Sin pararse a pensar, se alejó corriendo del campo de batalla y no paró hasta la orilla del río Tarsis, donde se encontraba el resto del ejército. Allí, tras recuperar el aliento, informó a Terión del destino de su padre y de todo lo que había acontecido, y le tendió el lienzo en el que había guardado los brazaletes y collares propios del rey de Tartessos. El nuevo rey recompensó su bravura y se retiró a su tienda a orar. En silencio, observó los símbolos de su nuevo estatus y, con lágrimas en los ojos, juró que no los ceñiría hasta haber vengado la muerte de su padre y de todos los inocentes caídos. Luego, para asegurarse que, si él moría, los fenicios no se harían con las joyas reales, las introdujo en una vasija y las enterró allí mismo.

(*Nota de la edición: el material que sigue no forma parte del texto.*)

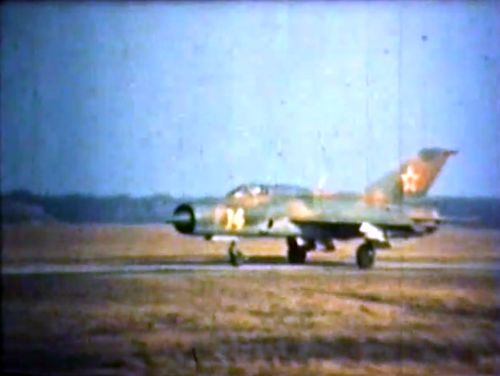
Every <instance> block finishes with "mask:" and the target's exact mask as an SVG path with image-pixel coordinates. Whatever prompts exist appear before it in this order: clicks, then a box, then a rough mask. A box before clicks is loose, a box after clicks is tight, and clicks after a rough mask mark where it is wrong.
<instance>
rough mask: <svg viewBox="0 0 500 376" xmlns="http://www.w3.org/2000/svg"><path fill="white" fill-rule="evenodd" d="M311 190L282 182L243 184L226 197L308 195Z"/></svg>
mask: <svg viewBox="0 0 500 376" xmlns="http://www.w3.org/2000/svg"><path fill="white" fill-rule="evenodd" d="M312 194H313V192H312V191H311V190H310V189H307V188H303V187H298V186H295V185H284V184H276V185H269V184H243V185H239V186H238V187H236V188H235V189H233V190H231V191H230V192H229V193H228V194H227V195H226V197H228V198H241V197H257V196H274V195H277V196H309V195H312Z"/></svg>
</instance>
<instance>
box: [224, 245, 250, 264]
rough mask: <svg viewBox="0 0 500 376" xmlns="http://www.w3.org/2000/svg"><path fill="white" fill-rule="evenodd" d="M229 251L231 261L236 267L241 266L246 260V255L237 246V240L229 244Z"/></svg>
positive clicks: (229, 255) (230, 261) (229, 258)
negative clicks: (236, 240) (240, 265)
mask: <svg viewBox="0 0 500 376" xmlns="http://www.w3.org/2000/svg"><path fill="white" fill-rule="evenodd" d="M227 253H228V255H229V263H230V264H231V265H232V266H234V267H238V266H240V265H241V264H243V263H244V262H245V260H246V257H245V255H244V254H243V253H242V252H241V251H240V250H239V249H238V248H237V245H236V242H235V241H234V240H233V241H231V243H230V244H229V249H228V250H227Z"/></svg>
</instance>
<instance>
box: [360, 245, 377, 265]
mask: <svg viewBox="0 0 500 376" xmlns="http://www.w3.org/2000/svg"><path fill="white" fill-rule="evenodd" d="M356 263H357V264H358V268H360V269H370V268H371V267H372V266H373V264H374V263H375V247H374V246H373V244H372V243H371V242H369V241H367V242H364V243H363V244H361V245H360V246H359V247H358V249H357V251H356Z"/></svg>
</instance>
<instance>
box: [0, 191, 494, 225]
mask: <svg viewBox="0 0 500 376" xmlns="http://www.w3.org/2000/svg"><path fill="white" fill-rule="evenodd" d="M180 201H181V199H178V198H175V197H172V196H169V195H153V196H147V197H130V196H127V195H117V196H108V197H97V196H92V195H80V194H72V195H66V196H46V195H37V194H33V193H30V192H28V191H14V192H11V193H8V194H5V195H3V196H2V222H3V223H21V222H65V223H123V224H133V223H136V224H141V223H161V222H163V220H164V219H165V218H166V217H167V216H169V215H170V214H171V213H172V211H173V210H174V208H175V206H176V205H178V204H179V203H180ZM423 203H424V204H428V205H432V206H435V207H436V208H437V209H438V210H439V212H440V213H441V215H443V216H449V217H457V218H469V219H476V221H475V222H473V223H472V224H469V225H470V226H480V227H487V228H499V229H500V199H498V198H457V197H429V198H426V199H425V201H423Z"/></svg>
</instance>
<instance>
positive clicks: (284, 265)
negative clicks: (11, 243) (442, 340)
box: [2, 261, 500, 276]
mask: <svg viewBox="0 0 500 376" xmlns="http://www.w3.org/2000/svg"><path fill="white" fill-rule="evenodd" d="M273 270H275V271H290V272H293V271H315V272H321V273H328V274H342V275H345V274H346V273H349V274H365V273H375V274H384V273H395V272H398V271H399V272H401V271H408V272H412V273H417V274H418V273H420V272H422V273H423V274H425V272H436V271H453V272H455V273H456V272H459V273H483V272H489V273H494V274H497V273H499V274H500V263H499V262H495V263H486V262H469V263H447V264H445V263H429V262H389V261H380V262H376V263H375V267H374V268H373V269H370V270H359V269H358V268H357V267H356V265H355V264H354V263H348V262H346V263H338V264H333V265H323V264H314V263H311V264H305V265H288V264H263V263H260V264H257V263H249V264H244V265H241V266H239V267H234V266H231V265H229V264H228V263H222V262H221V263H210V264H207V263H203V262H185V263H157V264H41V263H40V264H26V265H19V266H3V267H2V275H4V276H9V275H51V274H73V275H81V274H122V275H127V274H131V273H141V274H144V273H162V272H169V273H179V272H205V273H213V272H217V273H221V272H236V271H237V272H243V273H244V272H256V271H273Z"/></svg>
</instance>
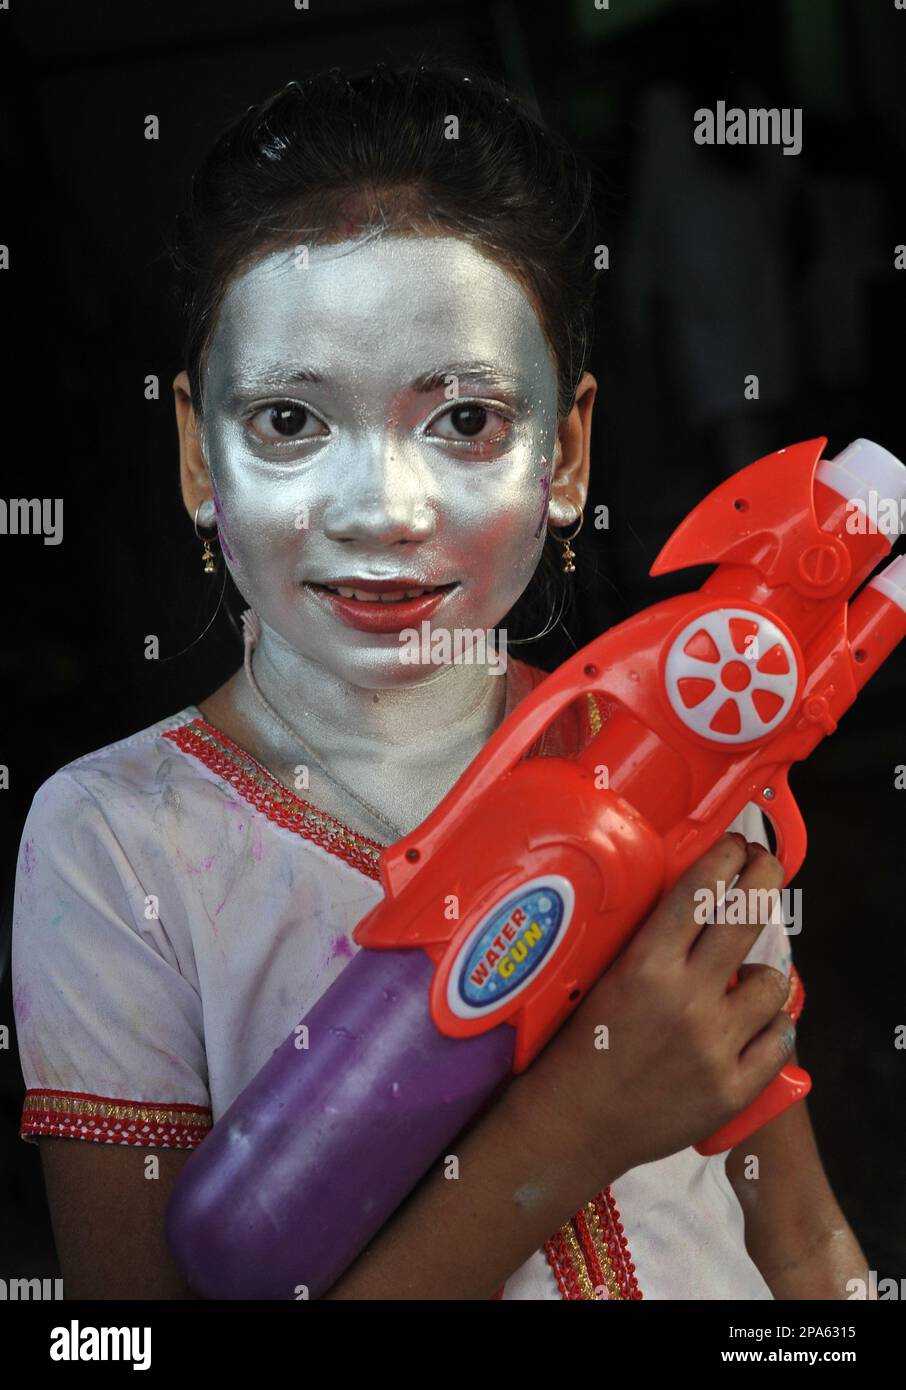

Aún brillaban las estrellas cuando el ejército tartesio comenzó a prepararse para la batalla. Y, al alba, los habitantes de Hispalis oyeron el estruendo que produjo la primera carga. La lucha fue feroz, y las bajas fueron cuantiosas en ambos bandos. Terión, herido de gravedad, no vivió para ver la victoria, y tampoco pudo celebrar la rendición de Gadir varios meses más tarde. Así que las insignias de su padre quedaron enterradas en el lugar de su última oración, a pesar de que su breve reinado se saldó con su única promesa cumplida.
El tiempo pasó y más de 2000 años después, a tres de kilómetros de Sevilla en unos pequeños cerros, llamados Carambolos, en el término municipal de Camas, fueron encontrados por unos obreros.